The wireless communication module 13 is a communication device that performs wireless communication with a predetermined network. In the present embodiment, the wireless communication module 13 is configured to communicate with a predetermined mobile communication network. The wireless communication module 13 may include an embedded Universal Integrated Circuit Card (eUICC) (e.g., a Subscriber Identity Module (SIM) card). The SIM card is configured as a microcomputer that includes a CPU and a storage device. The SIM card stores information for connecting to the mobile communication network and receiving authentication.

The input/output unit 14 is a unit that receives input from the user of the device and presents information to the user. The input/output unit 14 typically includes devices that input and output voice, such as a microphone and a speaker.

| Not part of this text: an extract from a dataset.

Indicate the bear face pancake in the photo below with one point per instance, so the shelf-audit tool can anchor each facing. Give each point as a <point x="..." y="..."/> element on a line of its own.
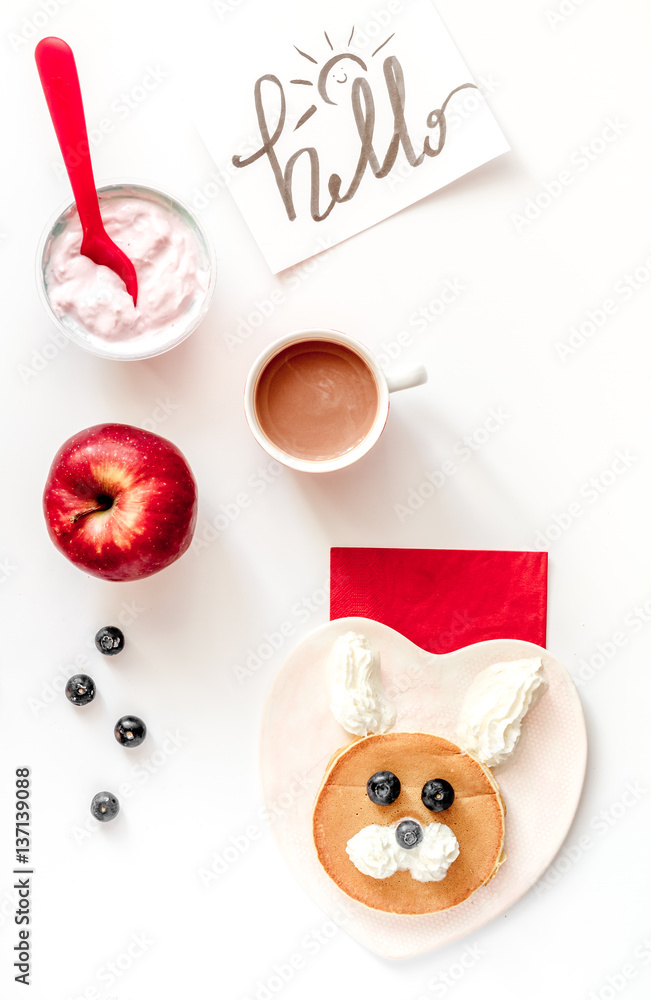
<point x="343" y="808"/>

The input/output unit 14 may also include a device that provides visual information (e.g., a display).

Software Configuration

Next, the software configuration of the devices constituting the system will be described. FIG. 3 schematically shows an example of the software configuration of the in-vehicle device 10 according to the present embodiment.

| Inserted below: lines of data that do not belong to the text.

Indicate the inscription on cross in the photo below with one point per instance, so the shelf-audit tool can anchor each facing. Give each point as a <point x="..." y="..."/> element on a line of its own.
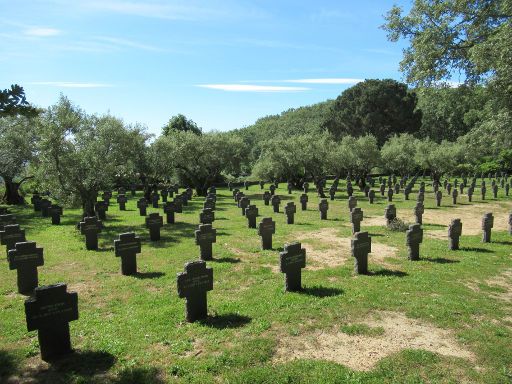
<point x="127" y="247"/>
<point x="193" y="285"/>
<point x="361" y="245"/>
<point x="90" y="227"/>
<point x="25" y="258"/>
<point x="206" y="235"/>
<point x="49" y="312"/>
<point x="291" y="262"/>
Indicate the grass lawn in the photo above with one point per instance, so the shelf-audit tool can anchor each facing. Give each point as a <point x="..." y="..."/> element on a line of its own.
<point x="444" y="319"/>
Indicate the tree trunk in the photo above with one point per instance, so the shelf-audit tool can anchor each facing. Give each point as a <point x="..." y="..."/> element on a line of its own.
<point x="12" y="192"/>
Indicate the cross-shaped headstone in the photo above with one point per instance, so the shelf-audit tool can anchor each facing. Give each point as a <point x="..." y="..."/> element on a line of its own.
<point x="127" y="247"/>
<point x="90" y="227"/>
<point x="154" y="222"/>
<point x="454" y="233"/>
<point x="414" y="239"/>
<point x="25" y="257"/>
<point x="49" y="312"/>
<point x="206" y="235"/>
<point x="169" y="210"/>
<point x="361" y="245"/>
<point x="352" y="203"/>
<point x="251" y="212"/>
<point x="291" y="262"/>
<point x="419" y="209"/>
<point x="193" y="285"/>
<point x="390" y="213"/>
<point x="323" y="207"/>
<point x="206" y="216"/>
<point x="304" y="201"/>
<point x="266" y="229"/>
<point x="244" y="203"/>
<point x="276" y="201"/>
<point x="290" y="210"/>
<point x="356" y="216"/>
<point x="101" y="208"/>
<point x="266" y="197"/>
<point x="487" y="224"/>
<point x="10" y="235"/>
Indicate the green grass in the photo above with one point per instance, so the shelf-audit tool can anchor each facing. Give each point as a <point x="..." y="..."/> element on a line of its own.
<point x="132" y="329"/>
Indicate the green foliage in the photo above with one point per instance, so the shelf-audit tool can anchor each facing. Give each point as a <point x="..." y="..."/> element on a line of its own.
<point x="180" y="123"/>
<point x="398" y="154"/>
<point x="377" y="107"/>
<point x="197" y="160"/>
<point x="13" y="102"/>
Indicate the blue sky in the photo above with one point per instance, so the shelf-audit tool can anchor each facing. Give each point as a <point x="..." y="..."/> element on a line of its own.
<point x="223" y="64"/>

In the present embodiment, the control unit 11 of the in-vehicle device 10 includes three software modules: a dialogue handling unit 111, an agent unit 112, and a route guidance unit 113. Each software module may be implemented by executing a program stored in the storage unit 12 using the control unit 11 (e.g., a CPU). The information processing performed by the software modules is synonymous with the information processing performed by the control unit 11 (e.g., a CPU).

The dialogue handling unit 111 acquires an utterance made by a vehicle occupant (hereinafter also referred to as “user”) via the input/output unit 14. The dialogue handling unit 111 performs predetermined processing on the acquired voice data and performs speech recognition. The content of the utterance is thus converted into text. The dialogue handling unit 111 then sends the text obtained through the speech recognition to the agent unit 112.

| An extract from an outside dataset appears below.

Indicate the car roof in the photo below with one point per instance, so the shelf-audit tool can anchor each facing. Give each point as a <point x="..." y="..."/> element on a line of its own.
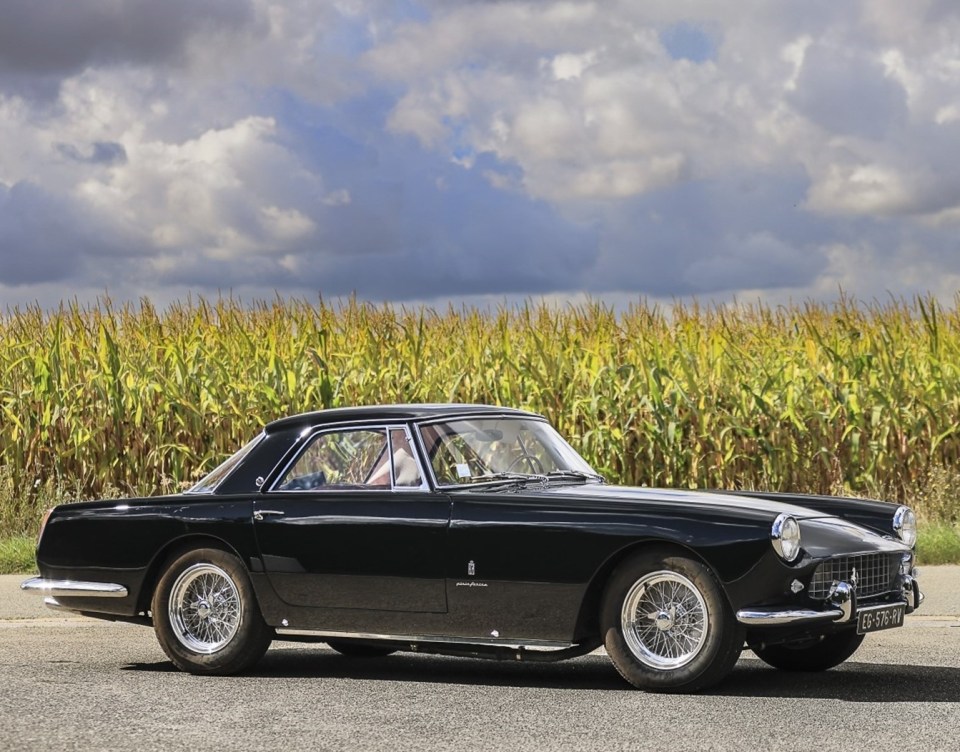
<point x="414" y="412"/>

The dialogue handling unit 111 also outputs a response (hereinafter referred to as “response text”) from the language model sent by the agent unit 112. The dialogue handling unit 111 converts the response text into speech and outputs it via the input/output unit 14.

The agent unit 112 first provides a dialogue service using a language model stored in the device (a local language model 12A, described later). The agent unit 112 can function as a virtual agent (local agent). The local agent can provide, for example, a dialogue service that can be completed within the device (e.g., casual conversation).

When the dialogue involves specialized knowledge, the agent unit 112 forwards the utterance to one or more external agents available via the network and obtains the results. For example, when it is determined that the user is seeking information on the vehicle, the agent unit 112 selects an external agent capable of providing vehicle operation guidance. When it is determined that the user is seeking information on facilities or stores, the agent unit 112 selects an external agent capable of providing regional information.

The selection of the external agent may be based on the result of analyzing the content of the utterance. For example, the agent unit 112 may calculate a relevance score for each of the plurality of external agents based on words included in the utterance of the context of the utterance, and forward the utterance to an external agent whose relevance score is greater than or equal to a predetermined value.

The agent unit 112 may select multiple external agents to which the utterance is to be forwarded. For example, when there are multiple external agents whose relevance scores to the utterance are greater than or equal to the predetermined value, the agent unit 112 may forward the utterance to these external agents. In this case, the agent unit 112 obtains responses to the utterance from these external agents, integrates the responses, and provides the integrated response to the user.

The route guidance unit 113 receives a designation of a departure point and a destination from the user, and generates a route connecting the designated departure point and destination based on road map data etc. The route guidance unit 113 also outputs information on the generated route via the input/output unit 14.

The storage unit 12 of the in-vehicle device 10 stores a local language model 12A, agent information 12B, and user information 12C.

The local language model 12A is a language model trained to enable natural language dialogue tasks. The local language model 12A is a relatively low-cost language model that has not been trained to perform domain-specific dialogue. The local language model 12A may be any language model capable of engaging in general-purpose conversation. For example, an open-source language model may be used as the local language model 12A.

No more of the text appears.